"""
This module has an implementation of A2C, which is described in
- OpenAI Baselines: ACKTR & A2C
  - URL: https://openai.com/blog/baselines-acktr-a2c/

A2C is a synchronous version of A3C, which is described in
- http://proceedings.mlr.press/v48/mniha16.pdf
"""
from typing import Optional, Tuple

import numpy as np
import torch
from torch import nn

from ..config import Config
from ..lib.rollout import RolloutStorage
from ..net import ActorCriticNet, Policy, RnnState
from ..prelude import Action, Array, State
from .base import A2CLikeAgent, Netout


class A2CAgent(A2CLikeAgent[State]):
    SAVED_MEMBERS = "net", "lr_cooler"

    def __init__(self, config: Config) -> None:
        super().__init__(config)
        self.storage: RolloutStorage[State] = RolloutStorage(
            config.nsteps, config.nworkers, config.device
        )
        self.net: ActorCriticNet = config.net("actor-critic")  # type: ignore
        self.optimizer = config.optimizer(self.net.parameters())
        self.lr_cooler = config.lr_cooler(self.optimizer.param_groups[0]["lr"])
        self.eval_rnns = self.rnn_init()

    def set_mode(self, train: bool = True) -> None:
        self.net.train(mode=train)

    def rnn_init(self) -> RnnState:
        return self.net.recurrent_body.initial_state(
            self.config.nworkers, self.config.device
        )

    def _reset(self, initial_states: Array[State]) -> None:
        self.storage.set_initial_state(initial_states, self.rnn_init())

    def eval_reset(self) -> None:
        self.eval_rnns.fill_(0.0)

    def eval_action(self, state: Array, net_outputs: Optional[Netout] = None) -> Action:
        if state.ndim == len(self.net.state_dim):
            # treat as batch_size == 1
            state = np.stack([state])
        with torch.no_grad():
            policy, self.eval_rnns[0] = self.net.policy(
                state, self.eval_rnns[0].unsqueeze()
            )
        if net_outputs is not None:
            net_outputs["policy"] = policy
        return policy.eval_action(self.config.eval_deterministic)

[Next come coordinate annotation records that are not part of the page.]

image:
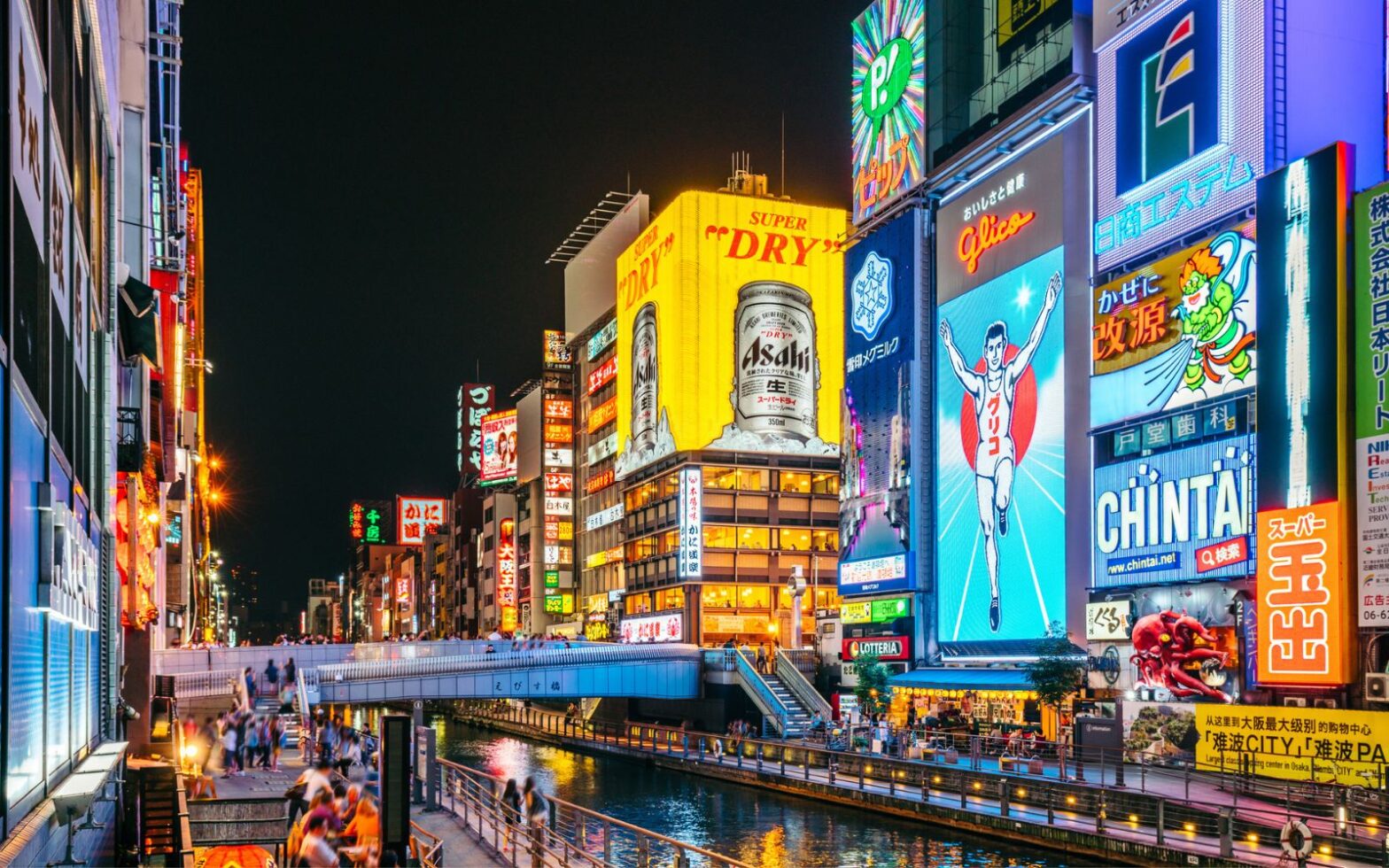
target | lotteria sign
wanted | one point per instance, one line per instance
(887, 647)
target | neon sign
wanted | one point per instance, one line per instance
(990, 232)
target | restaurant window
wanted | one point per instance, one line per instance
(755, 596)
(717, 596)
(668, 599)
(794, 482)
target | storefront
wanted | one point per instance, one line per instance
(967, 701)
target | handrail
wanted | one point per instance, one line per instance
(799, 686)
(574, 825)
(762, 694)
(501, 660)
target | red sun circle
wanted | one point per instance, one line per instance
(1024, 411)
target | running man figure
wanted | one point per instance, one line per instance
(995, 456)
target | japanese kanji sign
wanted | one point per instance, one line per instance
(1302, 601)
(1176, 332)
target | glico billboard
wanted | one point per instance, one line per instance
(1176, 332)
(888, 110)
(731, 327)
(1181, 122)
(875, 494)
(1003, 264)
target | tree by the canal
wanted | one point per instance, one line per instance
(1058, 672)
(873, 691)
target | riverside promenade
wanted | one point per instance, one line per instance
(1149, 819)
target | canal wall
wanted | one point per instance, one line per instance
(1014, 828)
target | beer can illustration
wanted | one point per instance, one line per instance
(645, 379)
(775, 368)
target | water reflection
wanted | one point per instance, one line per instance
(752, 825)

    def eval_action_parallel(self, states: Array) -> Array[Action]:
        with torch.no_grad():
            policy, self.eval_rnns = self.net.policy(states, self.eval_rnns)
        return policy.eval_action(self.config.eval_deterministic)

    def _network_in(self, states: Array[State]) -> Tuple[Array, RnnState, torch.Tensor]:
        return (
            self.penv.extract(states),
            self.storage.rnn_states[-1],
            self.storage.masks[-1],
        )

    @torch.no_grad()
    def actions(self, states: Array[State]) -> Tuple[Array[Action], dict]:
        policy, value, rnns = self.net(*self._network_in(states))
        actions = policy.action().squeeze().cpu().numpy()
        return actions, dict(rnn_state=rnns, policy=policy, value=value)

    def _pre_backward(self, _policy: Policy, _value: torch.Tensor) -> None:
        pass

    def _step_optimizer(self) -> None:
        nn.utils.clip_grad_norm_(self.net.parameters(), self.config.grad_clip)
        self.optimizer.step()
        self.lr_cooler.lr_decay(self.optimizer)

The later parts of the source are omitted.